Theology may have moved on from the ‘God is dead’ phase of the sixties, but to many in the West the language of religion and even more the reality of spiritual experience is still alien. A recent survey claimed that among a group of young people who called themselves Christian, forty five per cent said they did not believe in God. Christians who wish to encourage others to grow in faith have first to help people be aware of a deeper dimension to life. The mystery of a child’s birth, a near-death experience, the beauty of a sunset -- all these can make us aware that there is more to life than material existence. The occasional sense of the ‘timeless moment’ should be a threshold to the deeper mysteries of faith.
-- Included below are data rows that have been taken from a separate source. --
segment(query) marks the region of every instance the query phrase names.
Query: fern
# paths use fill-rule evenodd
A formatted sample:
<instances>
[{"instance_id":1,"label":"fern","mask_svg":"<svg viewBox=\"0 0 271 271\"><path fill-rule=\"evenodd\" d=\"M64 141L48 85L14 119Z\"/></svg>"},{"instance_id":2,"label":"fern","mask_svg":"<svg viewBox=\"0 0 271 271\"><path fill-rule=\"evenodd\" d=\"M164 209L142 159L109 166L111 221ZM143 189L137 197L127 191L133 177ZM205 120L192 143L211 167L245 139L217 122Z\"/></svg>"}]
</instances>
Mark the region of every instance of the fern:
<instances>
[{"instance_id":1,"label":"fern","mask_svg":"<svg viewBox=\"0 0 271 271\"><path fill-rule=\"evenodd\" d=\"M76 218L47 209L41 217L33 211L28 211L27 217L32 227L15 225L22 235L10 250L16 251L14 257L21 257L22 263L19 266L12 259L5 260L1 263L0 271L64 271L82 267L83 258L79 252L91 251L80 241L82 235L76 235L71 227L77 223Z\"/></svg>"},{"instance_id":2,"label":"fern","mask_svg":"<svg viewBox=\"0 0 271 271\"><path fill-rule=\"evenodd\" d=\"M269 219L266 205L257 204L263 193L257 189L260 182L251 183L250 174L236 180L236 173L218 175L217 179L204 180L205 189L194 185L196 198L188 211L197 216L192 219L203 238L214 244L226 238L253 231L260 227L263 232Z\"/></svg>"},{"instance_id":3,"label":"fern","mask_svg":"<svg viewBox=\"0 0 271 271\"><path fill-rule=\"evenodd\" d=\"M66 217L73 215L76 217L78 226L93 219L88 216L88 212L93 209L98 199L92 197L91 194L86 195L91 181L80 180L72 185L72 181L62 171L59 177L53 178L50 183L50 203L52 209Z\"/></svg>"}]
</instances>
To many people, however, the Church appears to offer pre-packaged answers which do not match their experience of life or their need.
One reason why, especially in the seventies and eighties, a number of people in the West turned to Eastern religions, was, I think, because they offered spiritual experience. Talking to a number of Europeans and Americans who have joined Hindu religious movements, all have said that they discovered in them a spiritual experience that they had not found in Christianity. Scripture and worship, ‘like fingers pointing to the moon’ should lead us beyond themselves and I have come to find the way of silence and contemplation often more helpful than elaborate and wordy worship.
How far the renewed interest of some Christians in the mystical and contemplative traditions is indebted to Hinduism it is hard to say, but Western Christians can still be helped to discover a deeper dimension to life by encounter with the authentic spiritual teaching and practice of Hinduism.